Less well-known is that philosophical sub-disciplines other than ethics have been, and will continue to be, crucial to progress in AGI.
It’s not just the philosophers that say so; Quantum computation pioneer and Oxford physicist David Deutsch agrees: “The whole problem of developing AGIs is a matter of philosophy, not computer science or neurophysiology”. That “not” might overstate things a bit (I would soften it to “not only”), but it’s clear that Deutch’s vision of philosophy’s role in AI will not be limited to being a kind of ethics panel that assesses the “real work” done by others.
What’s more, philosophy’s relevance doesn’t just kick in once one starts working on AGI — which substantially increases its market share. It’s an understatement to say that AGI is a subset of AI in general. Nearly all, of the AI that is at work now providing relevant search results, classifying images, driving cars, and so on is not domain-independent AGI – it is technological, practical AI, that exploits the particularities of its domain, and relies on human support to augment its non-autonomy to produce a working system.
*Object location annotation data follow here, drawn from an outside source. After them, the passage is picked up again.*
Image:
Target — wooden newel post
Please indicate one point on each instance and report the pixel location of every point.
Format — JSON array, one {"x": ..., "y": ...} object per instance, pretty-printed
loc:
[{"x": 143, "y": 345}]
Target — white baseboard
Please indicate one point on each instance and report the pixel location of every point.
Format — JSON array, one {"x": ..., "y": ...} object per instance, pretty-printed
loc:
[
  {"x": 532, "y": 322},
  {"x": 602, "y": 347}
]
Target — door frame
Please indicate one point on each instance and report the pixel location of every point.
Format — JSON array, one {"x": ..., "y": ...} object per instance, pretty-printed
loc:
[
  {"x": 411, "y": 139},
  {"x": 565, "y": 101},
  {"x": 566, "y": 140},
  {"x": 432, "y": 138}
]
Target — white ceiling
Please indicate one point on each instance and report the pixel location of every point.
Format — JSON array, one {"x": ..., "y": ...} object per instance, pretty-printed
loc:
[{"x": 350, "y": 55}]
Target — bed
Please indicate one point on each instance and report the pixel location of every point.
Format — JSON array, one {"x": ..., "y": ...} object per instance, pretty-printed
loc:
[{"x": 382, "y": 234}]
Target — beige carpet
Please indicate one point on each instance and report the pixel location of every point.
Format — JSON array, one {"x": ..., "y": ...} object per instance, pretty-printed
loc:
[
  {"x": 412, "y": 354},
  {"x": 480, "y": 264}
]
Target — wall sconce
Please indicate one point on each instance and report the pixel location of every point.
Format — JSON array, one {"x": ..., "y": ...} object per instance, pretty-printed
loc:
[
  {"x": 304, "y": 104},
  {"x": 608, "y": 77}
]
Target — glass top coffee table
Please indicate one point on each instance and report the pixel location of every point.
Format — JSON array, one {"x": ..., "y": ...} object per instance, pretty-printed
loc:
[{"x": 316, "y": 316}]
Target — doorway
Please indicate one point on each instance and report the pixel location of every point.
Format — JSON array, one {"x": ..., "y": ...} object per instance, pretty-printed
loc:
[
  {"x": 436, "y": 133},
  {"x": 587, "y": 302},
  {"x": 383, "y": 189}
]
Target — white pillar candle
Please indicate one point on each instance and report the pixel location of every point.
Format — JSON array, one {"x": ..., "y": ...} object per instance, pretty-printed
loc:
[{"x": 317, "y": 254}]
But philosophical expertise can be of use even to this more practical, less Hollywood, kind of AI design.
The clearest point of connection is machine ethics.
But here the questions are not the hypothetical ones about whether a (far-future) AI has moral obligations to us, or we to it. Rather the questions will be more like this:
– How should we trace our ethical obligations to each other when the causal link between us and some undesirable outcome for another, is mediated by a highly complex information process that involves machine learning and apparently autonomous decision-making?
– Do our previous ethical intuitions about, e.g., product liability apply without modification, or do we need some new concepts to handle these novel levels of complexity and (at least apparent) technological autonomy?
As with AGI, the connection between philosophy and technological, practical AI is not limited to ethics. For example, different philosophical conceptions of what it is to be intelligent suggest different kinds of designs for driverless cars. Is intelligence a disembodied ability to process symbols? Is it merely an ability to behave appropriately? Or is it, at least in part, a skill or capacity to anticipate how one’s embodied sensations will be transformed by the actions one takes?
Contemporary, sometimes technical, philosophical theories of cognition are a good place to start when considering what way of conceptualising the problem and solution will be best for a given AI system, especially in the case of design that has to be truly ground breaking to be competitive.
Of course, it’s not all sweetness and light. It is true that there has been some philosophical work that has obfuscated the issues around AI, thereby unnecessarily hindering progress. So, to my recommendation that philosophy play a key role in artificial intelligence, terms and conditions apply. But don’t they always?